Daniel Radcliffe finds J.K. Rowling's embrace of transphobia "really sad"
By Dan Selcke
The back-and-forth between Harry Potter author J.K. Rowling and the cast members of the Harry Potter movies continues. It all started a few years ago, when Rowling started posting misleading, eyebrow-raising tweets about the existence of trans people erasing "the lived reality of women globally." Things escalated in a 2020 essay where she misgendered trans people, implied that they’re dangerous or confused, and generally peddled in alarmist stereotypes disproven with a glance at the research or just by talking to trans people about their experiences. Things reached a new nadir recently when Rowling engaged in some light Holocaust denial rather than engage with the facts on record about Nazi persecution of trans people. Rowling has become the single loudest voice in the world speaking out against the rights of trans people. It's been a spectacular public meltdown.

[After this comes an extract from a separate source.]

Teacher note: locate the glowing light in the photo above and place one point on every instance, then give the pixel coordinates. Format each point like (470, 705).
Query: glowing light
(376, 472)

Harry Potter cast members like Daniel Radcliffe and Emma Watson spoke out about this pretty early, with Radcliffe — Harry Potter himself — releasing a statement through The Trevor Project, a non-profit organization focused on suicide prevention among LGBTQIA youth, back in 2020. "Transgender women are women. Any statement to the contrary erases the identity and dignity of transgender people and goes against all advice given by professional health care associations who have far more expertise on this subject matter than either Jo or I," it read. "According to The Trevor Project, 78% of transgender and nonbinary youth reported being the subject of discrimination due to their gender identity. It’s clear that we need to do more to support transgender and nonbinary people, not invalidate their identities, and not cause further harm."
Rowling recently tweeted that she wouldn't accept apologies from the likes of Watson or Radcliffe, who in this scenario I guess would be apologizing for advocating for the humanity of trans people in reaction to the world's most famous author demonizing them. Speaking to The Atlantic about his career (he was recently nominated for a Tony Award for his performance in Merrily We Roll Along), Radcliffe confirmed that he and Rowling haven't been talking since this all stared in 2020.
Radcliffe ackowledged that his career "would not have happened without” Rowling. “Nothing in my life would have probably happened the way it is.” But that doesn't mean he's bound to support her when she advocates for rolling back the rights of a marginalized and imperiled group of people. “That doesn’t mean that you owe the things you truly believe to someone else for your entire life."
“I’d worked with the Trevor Project for 12 years and it would have seemed like, I don’t know, immense cowardice to me to not say something,” Radcliffe said of his 2020 statement. “I wanted to try and help people that had been negatively affected by the comments. And to say that if those are Jo’s views, then they are not the views of everybody associated with the Potter franchise. […] I will continue to support the rights of all LGBTQ people, and have no further comment than that.”
“It makes me really sad, ultimately, because I do look at the person that I met, the times that we met, and the books that she wrote, and the world that she created, and all of that is to me so deeply empathic,” Radcliffe continued. I think that's what really shook people when J.K. Rowling first started to publicly embrace transphobia: the contrast between the empathy in her books and what she was saying in public. The Harry Potter story is about people coming together to fight prejudice and intolerance. So for the author behind it loudly champion prejudice...it's like we woke up in a funhouse mirror version of the world. Sadness is definitely an understandable reaction.